Liberalism leads only to ruin. It teaches the simple-minded masses that the world owes them a living, that government has endless free stuff to hand out, that there are no consequences to living like the proverbial drunken sailor. Right now the French and Greek voters are like drug addicts; they don't care if stealing the rent money from mom's purse will result in homelessness, they must have that heroin hit RIGHT NOW. Let tomorrow take care of itself.
Hmm, if the Left was to have a motto, that would be it. Let tomorrow take care of itself.
I am almost at the point where I have concluded that democracy doesn't work, at least not in its present form. Critics of democracy point out that it carries the seeds of its own destruction, and perhaps that is an accurate observation. Democracy is the rule of the mob, and mobs are extremist and psychotic. The French peasants who stormed the Bastille were such a mob. Instead of celebrating July 14th as Bastille Day, it should be a day of national mourning in France. It was a day when madness replaced civilization.
Perhaps democracy could work, if there were legally enforceable bars to leftism, liberalism and socialism. Some examples might be (1) allowing only those who own property to vote (as in the early days of our founding); (2) allowing only those who are self supporting to vote; (3) assessing an equal tax on everyone, including the so-called poor, i.e. by a flat tax on gross income, so that those who vote for higher taxes will feel the effects of it in their own pocketbooks.

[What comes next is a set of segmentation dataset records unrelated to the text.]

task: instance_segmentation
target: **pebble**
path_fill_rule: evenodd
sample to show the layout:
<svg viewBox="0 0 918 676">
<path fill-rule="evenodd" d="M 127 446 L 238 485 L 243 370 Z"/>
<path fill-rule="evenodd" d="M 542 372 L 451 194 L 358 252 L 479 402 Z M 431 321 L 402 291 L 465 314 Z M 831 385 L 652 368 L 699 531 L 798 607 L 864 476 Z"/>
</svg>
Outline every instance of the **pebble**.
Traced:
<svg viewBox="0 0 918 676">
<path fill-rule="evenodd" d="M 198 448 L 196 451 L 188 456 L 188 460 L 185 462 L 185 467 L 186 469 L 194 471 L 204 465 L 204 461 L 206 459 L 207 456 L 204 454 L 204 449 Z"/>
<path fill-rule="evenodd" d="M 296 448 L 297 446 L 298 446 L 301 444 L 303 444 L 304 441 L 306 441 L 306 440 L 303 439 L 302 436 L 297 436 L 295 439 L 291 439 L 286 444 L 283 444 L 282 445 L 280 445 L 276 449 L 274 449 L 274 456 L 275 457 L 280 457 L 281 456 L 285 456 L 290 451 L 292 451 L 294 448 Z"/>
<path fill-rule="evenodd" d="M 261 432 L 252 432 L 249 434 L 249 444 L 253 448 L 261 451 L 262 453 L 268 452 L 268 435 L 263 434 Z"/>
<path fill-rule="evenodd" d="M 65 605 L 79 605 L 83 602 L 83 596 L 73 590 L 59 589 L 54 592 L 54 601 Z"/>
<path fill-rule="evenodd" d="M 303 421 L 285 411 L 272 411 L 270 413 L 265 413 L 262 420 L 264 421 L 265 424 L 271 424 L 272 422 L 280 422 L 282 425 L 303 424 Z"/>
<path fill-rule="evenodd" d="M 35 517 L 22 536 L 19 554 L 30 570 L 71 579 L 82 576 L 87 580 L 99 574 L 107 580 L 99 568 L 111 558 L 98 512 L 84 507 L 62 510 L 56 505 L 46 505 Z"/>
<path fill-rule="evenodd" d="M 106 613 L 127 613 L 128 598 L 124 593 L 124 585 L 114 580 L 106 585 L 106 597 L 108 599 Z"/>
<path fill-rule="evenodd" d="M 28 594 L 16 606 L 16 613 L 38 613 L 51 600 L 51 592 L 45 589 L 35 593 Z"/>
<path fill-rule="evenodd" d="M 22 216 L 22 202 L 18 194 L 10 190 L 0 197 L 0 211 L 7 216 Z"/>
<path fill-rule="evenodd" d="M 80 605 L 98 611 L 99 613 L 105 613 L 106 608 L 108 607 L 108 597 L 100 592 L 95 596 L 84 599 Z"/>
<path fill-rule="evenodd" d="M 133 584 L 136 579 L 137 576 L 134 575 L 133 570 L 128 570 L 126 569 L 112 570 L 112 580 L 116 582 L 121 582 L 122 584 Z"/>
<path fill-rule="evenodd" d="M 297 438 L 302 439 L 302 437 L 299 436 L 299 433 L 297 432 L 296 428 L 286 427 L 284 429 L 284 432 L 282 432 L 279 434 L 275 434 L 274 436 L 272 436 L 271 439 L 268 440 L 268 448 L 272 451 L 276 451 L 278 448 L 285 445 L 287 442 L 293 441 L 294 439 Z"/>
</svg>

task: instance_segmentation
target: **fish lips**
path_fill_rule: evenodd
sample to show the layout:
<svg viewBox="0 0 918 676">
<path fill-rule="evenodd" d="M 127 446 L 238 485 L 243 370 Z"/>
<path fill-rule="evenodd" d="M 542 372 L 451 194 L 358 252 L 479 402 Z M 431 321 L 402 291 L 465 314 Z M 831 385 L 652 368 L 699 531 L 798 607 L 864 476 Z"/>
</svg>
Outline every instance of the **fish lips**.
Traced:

When people are spending their own money, rather than someone else's, they tend to be a lot more conservative.
In Western Civilization, our societies have devolved, thanks to "progressive" politics, to a self-consuming, self-destructing mob. Ruin is inevitable. This is not what the Founding Fathers intended. They did not intend to establish a mobocracy, but a Constitutional Republic, wherein the rights and property of the individual were protected against the caprice of the mob, where even the majority is limited in what it can do.
5 comments:
Ah, but the founders of this country didn't like what they knew of the French revolution. That's why they dint make a democracy. They made a republic -- which morphed into a democracy soon after all the smart professorial types concluded there should be one vote for every one moron and that a free education of sorts for all was the responsibility of the state.
Thanks Walt. Yes, the Founding Fathers put in the necessary restraints to prevent mobocracy, but their safeguards have been slowly and surely eroded away. Now any fool can vote himself a share of your bank account.
France and Greece are spiraling into economic oblivion now. I'm not sure that those countries will ever be able to survive what they've just done!
As Walt pointed out, our Founders guarded against the inherent dangers of democracy when they incorporated the principles of federalism in our Constitution.
We have strayed far away from our Founders' wisdom. Not a surprise, really, as it is the nature of human beings to vote their own entitlements. In fact, the story of the fall of Adam and Eve is, in many respects, a story of "voting entitlements."
Mark Levin's book Ameritopia is an excellent read as to just how perverted our original principles have become.
AOW, I am reading Ameritopia now.
Walt, I hate to tell you this, but the Constitution, Bill of Rights and most everything else came before the French revolution. The French revolted because of the debt incurred supporting our effort (sound like something starting to happen now?).
Also, have you ever noted how those that support communism love democracy? They seem to go hand and glove.